Marco Astori Redattore 

Qual è la tua caratteristica più sarda?

"Il fatto di essere molto tosto e duro nelle idee e nel modo di essere. Io non mi vendo, non dimostro cosa non sono: posso anche stare antipatico ma perché sono così veramente. Questo me lo riconosco, non ho problemi. Non tutti accettano il mio modo di essere, anche io sto cercando di limare il carattere: preferisco sbagliare davanti a tutti rispetto a nascondermi".

Che Nicolò è quello di oggi?

"Sono cambiato tantissimo: essendo molto duro, mi piaceva litigare e fare le guerre e cose che non facevano bene a me e agli altri. Volevo trovare problemi che non esistevano e mi facevano dei film: ora sono molto più sereno, anche in campo. Sono cambiato, come nella vita: stare con la mia famiglia mi ha insegnato che ci sono problemi più grandi, mi hanno fatto capire che il calcio è importante ma c'è altro. Il pensiero di una persona può essere importante ma rimane là: pensa quello che vuoi, poi chiudo la porta di casa mia e lì ci sono le soddisfazioni della vita".

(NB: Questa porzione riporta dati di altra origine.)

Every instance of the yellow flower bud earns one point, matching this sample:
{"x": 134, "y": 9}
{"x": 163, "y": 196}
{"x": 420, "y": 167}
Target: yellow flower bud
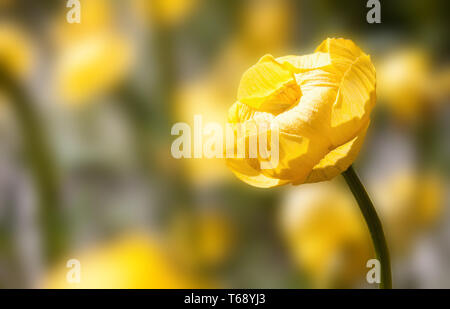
{"x": 325, "y": 234}
{"x": 321, "y": 105}
{"x": 15, "y": 50}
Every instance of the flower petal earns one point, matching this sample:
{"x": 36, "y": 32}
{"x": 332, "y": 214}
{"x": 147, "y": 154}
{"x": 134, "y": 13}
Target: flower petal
{"x": 268, "y": 86}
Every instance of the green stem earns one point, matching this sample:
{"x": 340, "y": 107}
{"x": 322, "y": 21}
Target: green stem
{"x": 42, "y": 164}
{"x": 374, "y": 225}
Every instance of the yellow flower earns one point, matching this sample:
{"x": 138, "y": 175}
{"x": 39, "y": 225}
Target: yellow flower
{"x": 15, "y": 50}
{"x": 320, "y": 103}
{"x": 92, "y": 56}
{"x": 404, "y": 82}
{"x": 266, "y": 25}
{"x": 91, "y": 65}
{"x": 202, "y": 239}
{"x": 165, "y": 12}
{"x": 326, "y": 234}
{"x": 133, "y": 261}
{"x": 202, "y": 97}
{"x": 408, "y": 204}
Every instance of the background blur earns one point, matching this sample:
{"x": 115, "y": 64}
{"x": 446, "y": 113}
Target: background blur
{"x": 86, "y": 171}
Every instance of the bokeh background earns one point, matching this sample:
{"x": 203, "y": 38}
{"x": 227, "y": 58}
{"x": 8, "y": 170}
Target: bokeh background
{"x": 86, "y": 171}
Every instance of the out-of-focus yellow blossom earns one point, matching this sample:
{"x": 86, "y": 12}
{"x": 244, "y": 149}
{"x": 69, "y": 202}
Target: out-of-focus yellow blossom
{"x": 202, "y": 239}
{"x": 165, "y": 12}
{"x": 326, "y": 234}
{"x": 404, "y": 80}
{"x": 92, "y": 65}
{"x": 408, "y": 203}
{"x": 320, "y": 103}
{"x": 265, "y": 25}
{"x": 92, "y": 56}
{"x": 133, "y": 261}
{"x": 16, "y": 52}
{"x": 202, "y": 98}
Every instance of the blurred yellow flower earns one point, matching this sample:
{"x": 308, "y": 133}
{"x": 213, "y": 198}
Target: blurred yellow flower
{"x": 91, "y": 65}
{"x": 326, "y": 234}
{"x": 265, "y": 25}
{"x": 321, "y": 104}
{"x": 404, "y": 80}
{"x": 96, "y": 16}
{"x": 202, "y": 239}
{"x": 16, "y": 52}
{"x": 202, "y": 98}
{"x": 408, "y": 203}
{"x": 133, "y": 261}
{"x": 91, "y": 57}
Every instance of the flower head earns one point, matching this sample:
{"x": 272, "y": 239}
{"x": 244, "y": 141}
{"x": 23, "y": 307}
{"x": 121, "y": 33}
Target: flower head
{"x": 320, "y": 103}
{"x": 133, "y": 261}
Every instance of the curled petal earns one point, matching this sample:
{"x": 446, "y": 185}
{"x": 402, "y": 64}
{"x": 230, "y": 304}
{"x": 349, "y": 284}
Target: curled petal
{"x": 338, "y": 160}
{"x": 268, "y": 86}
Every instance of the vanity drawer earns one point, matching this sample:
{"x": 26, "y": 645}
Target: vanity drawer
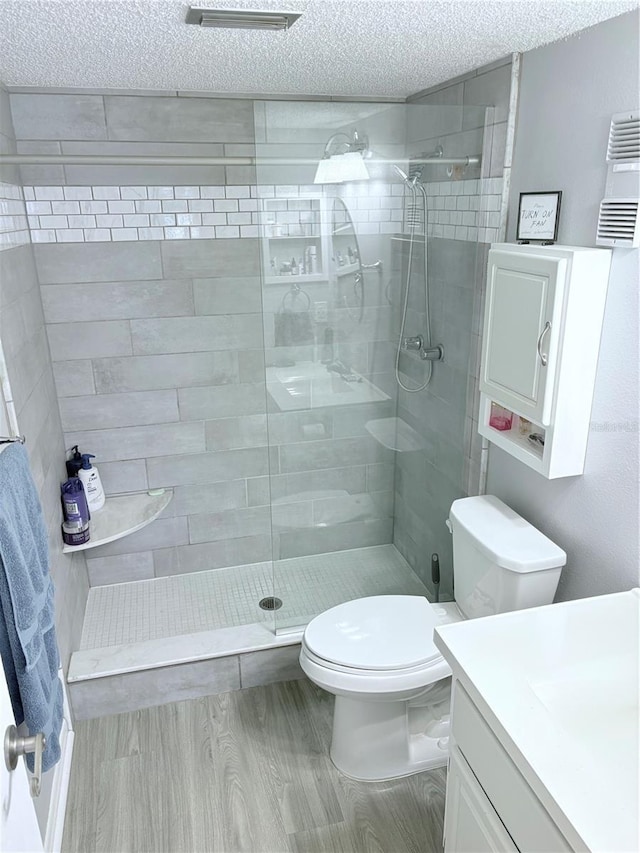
{"x": 519, "y": 808}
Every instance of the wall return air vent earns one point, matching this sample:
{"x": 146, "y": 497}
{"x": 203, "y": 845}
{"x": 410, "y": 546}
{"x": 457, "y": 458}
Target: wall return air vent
{"x": 619, "y": 223}
{"x": 619, "y": 217}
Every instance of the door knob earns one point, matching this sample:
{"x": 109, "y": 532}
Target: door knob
{"x": 15, "y": 746}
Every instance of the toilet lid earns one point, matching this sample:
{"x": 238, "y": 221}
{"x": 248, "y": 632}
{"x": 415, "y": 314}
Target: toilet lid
{"x": 381, "y": 632}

Come hai lavorato sul comportamento in campo?

"Sono cresciuto, anche come età: ho più esperienza e so come gestire le cose. Sono meno impulsivo e cerco di divertimi di più: prima ero chiuso in me stesso. Ora non ho più voglia di vivere così, mi diverto e mi godo la fortuna che ho: anche in campo ho portato questo. Prima volevo solo dimostrare, ora se una partita posso mi metto da parte e aiuto i compagni anche senza gol e assist: l'anno scorso ho fatto due gol ed è stato l'anno in cui sono stato più contento nella mia vita".

Riesci ad entrare in campo e ricordati che è sempre un gioco?

"E' faticoso perché rimane il nostro palcoscenico e il momento di dimostrare che siamo forti: tu vuoi andare lì e dimostrare. E' difficile dire che è un gioco. Poi ci sono tante componenti: l'adrenalina dell'urlo di San Siro e dell'inno della Nazionale. Diventa una sfida che resta un gioco, ma è il tuo momento in cui puoi esprimerti. A me piace esprimermi in campo: spesso sbaglio e spesso faccio bene, ma è il nostro momento. Magari faccio in campo qualcosa che non farei mai fuori: do un calcio all'avversario, non vado in giro a dare calci alla gente, ma in campo sei in un momento di adrenalina e pensi di voler vincere. Poi ai miei figli dirò di interpretare lo sport come un gioco: poi se sbaglieranno, io lo capirò perché l'ho vissuto".

Come ti poni con chi ti dice che sei il più forte?

"A me non interessa perché c'è chi dice che sono il più forte ma anche chi dice che sono scarso: non mi tocca. La cosa che mi rende orgoglioso è quando un avversario mi fa capire anche in campo che sono forte: lì mi sento orgoglioso. I miei compagni mi fanno sentire Dio, ma c'è anche l'amicizia e il rispetto e questo condiziona: quando riesci a pensare questo dell'avversario, vuol dire che lo pensi veramente. Quando mi è stato riconosciuto mi ha fatto molto piacere: c'è chi ha voluto la mia maglia, anche giocatori forti".

Alla fine del derby della Seconda Stella, tu sei andato a salutare i giocatori del Milan.

"Sì, chi era rimasto: molti erano entrati subito dentro. Io mi sono sentito di dargli la mano, l'ha fatto anche qualcun altro. Io l'ho fatto perché so cosa vuol dire: ho perso una finale europea Under-19, ho lasciato un Mondiale perché mi sono rotto la mano e siamo arrivati terzi. Sono retrocesso col Cagliari e col Como, ho perso una finale di Champions ed Europa League: so cosa vuol dire perdere. Ho vinto tanto, ma è molto più facile spiegare cosa vuol dire vincere: perdere non sai cosa comporta dopo, ti fai un'estate brutta, pensi che non rigiocherai mai più una finale o un campionato così. Tante cose ti entrano in testa: io avrei voluto vincere tutto, ma perdere è uno stimolo per riprovarci. Per molti non è così, è molto più difficile immagazzinare la sconfitta: io so cosa vuol dire perdere e cosa succede nella testa di un giocatore, può anche crearti problemi a casa perché non ci sei con la testa. Sono cose che condizionano: il tifoso non ci pensa ed è giusto, ma ci sono tante situazioni che creano disagio".